European stocks are set to finish higher today as the swing in US markets influences the rally.
US stocks have been leading the way recently, and that remains the case. At the moment the uncertainly surrounding a possible trade war is falling, and that is helping to trigger the positive move in stocks.
Cineworld shares are in demand after the company announced solid results. Annual revenue rose by 11.6%, but it is worth nothing that three box-office hits were a major driver of the increase in revenue. Cineworld is over-dependent on film studios producing smash hits for their success.
Cineworld bought out the American business Regal Entertainment, which makes it the second-largest cinema group in the world. The share price of the stock has been in decline since the takeover was announced in December, so investors are clearly unhappy with the move. The industry is feeling the pinch from streaming services, and traders would like to see the Cineworld experienced enhanced in order for it to stay ahead of rivals.
Hammerson are under pressure today after Credit Suisse downgraded the stock to neutral from outperform, and lowered its price target to 460p from 650p. The Swiss bank cited a ‘cyclical change’ in British shopping patterns as reason for the downgrade. Traditional shopping centres are likely to see a decline in footfall as the popularity of online shopping increases. The stock has fallen to its lowest level since June 2012, and if the bearish move continues it could target 400p.
US markets have turned around and are now pushing higher. Investors are less fearful about the possibility of a trade war. President Trump is contemplating impose tariffs on $60 billion worth of Chinese imports, but seeing as no further progress has been made on that, investors are willing to buy back into the market. Boeing is the barometer of fear for a potential trade war with China, and the stock is reversing early losses.
The US released some encouraging economic indicators today. The New York empire manufacturing report jumped to 22.5 from 13.1 in February, and the consensus was for 15. Import prices last month rose by 0.4%, which was ahead of the 0.2% that economists were expecting. The tick up in prices echoes the increase in PPI yesterday, and this adds to the hawkish sentiment.

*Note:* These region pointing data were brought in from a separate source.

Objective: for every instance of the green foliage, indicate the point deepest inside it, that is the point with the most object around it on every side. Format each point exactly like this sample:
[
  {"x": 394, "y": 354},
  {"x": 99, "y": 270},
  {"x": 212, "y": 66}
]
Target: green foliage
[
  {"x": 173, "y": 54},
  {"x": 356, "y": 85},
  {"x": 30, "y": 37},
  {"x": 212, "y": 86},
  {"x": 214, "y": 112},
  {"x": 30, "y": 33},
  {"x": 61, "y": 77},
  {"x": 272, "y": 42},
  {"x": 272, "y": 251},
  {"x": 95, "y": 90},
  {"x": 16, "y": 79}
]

EUR/USD has been dented by the firmer US dollar, and the underwhelming French inflation number didn’t help either. France’s CPI rate slipped from 1.5% to 1.3%, meeting forecasts. Yesterday, Mario Draghi, the European Central Bank (ECB) chief, stated that inflation in the bloc is subdued, and today’s report confirms that. Mr Draghi is less likely to alter ECB policy while the cost of living in the region is slipping.
GBP/USD has managed to nudge higher despite the firmer US dollar. Sterling has been gaining ground against the greenback over the past two weeks. In a quiet week for UK economic announcements, the pound is eyeing up the 1.4000 level, and if the bullish moves continues it could target 1.4150.
Gold has been hit by the firmer US dollar, with the robust economic data from the US the driver behind the move. There are growing signs that costs in the US are rising, and this could add weight to the agreement that the Federal Reserve will continue tightening its monetary policy. The markets are pricing in a high probability of an interest-rate hike next week, and this is likely to keep pressure on gold.
WTI and Brent Crude have ticked higher today, but volatility is low. Oil traders are also keeping an eye on the political situation in the US after the International Energy Agency stated that a trade war could spark ‘strong consequences’ for oil demand. The energy market has been under pressure lately as traders are concerned about the high level of production in the US, and should demand be hit because of a possible trade war, it would make matters worse.